Degree in Physical Sciences from the University of Valencia, PhD in Physical Sciences from the University of Barcelona, Master of Science in Meteorology from the University of Chicago, and Professor of Air Physics at the University of Barcelona.
In 1960 he was part of an Antarctic expedition as a meteorologist and chief scientist at the Chilean Antarctic base, Presidente González Videla (1960 to 1961), and was also head of research at the Department of Meteorology of the Institute of Geophysics of the University of Chile (1962-63). He was one of the first scientists to go to Antarctica and collect data on the ozone layer.
He received his doctorate in 1962, with a thesis entitled “Contribution to the study of the spectrum of the air” directed by another illustrious meteorologist, Dr. Josep Maria Vidal, who is also the one who answered the speech at the entrance to the Royal Academy of Sciences and Arts of Barcelona in 1972. He was professor of Air Physics at the University of Barcelona (1967 to 1987), and previously, as a meteorologist, he held various positions in the National Meteorological Service (currently the State Meteorological Agency).
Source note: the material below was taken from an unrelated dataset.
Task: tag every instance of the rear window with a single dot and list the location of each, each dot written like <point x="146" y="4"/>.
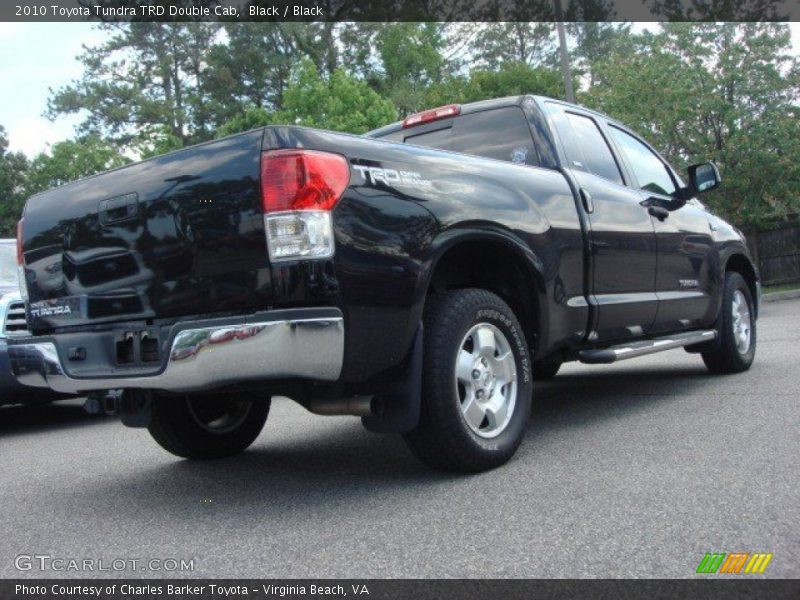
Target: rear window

Dr. Puigcerver had the title of Master of Science in Meteorology from the University of Chicago, Illinois (1958), and also the Foreign Member of the Royal Meteorological Society of Great Britain (1980), transferred to the category of Fellow in 1985.
Trajectory
Professor of meteorology, Dr. Puigcerver can be considered a benchmark in Catalan meteorology, as was Dr. Eduard Fontseré Riba (also a professor at the University of Barcelona and founder of the Meteorological Service of Catalonia).
The boost that Dr. Puigcerver provided to research in meteorology, which is so traditional in Catalonia, was evident by the large number of scientific publications and doctoral theses that he directed on the aforementioned topics. He was the author of ninety-five scientific and popular publications, and director of twenty-one doctoral theses.
Dr. Puigcerver left us on January 2, 2020, in Barcelona at the age of ninety-seven.
Acknowledgments
This biographical note has been compiled, among other sources, from the obituary of his department colleague, Jerónimo Lorente Castelló, Emeritus Professor of Atmospheric Physics at the University of Barcelona.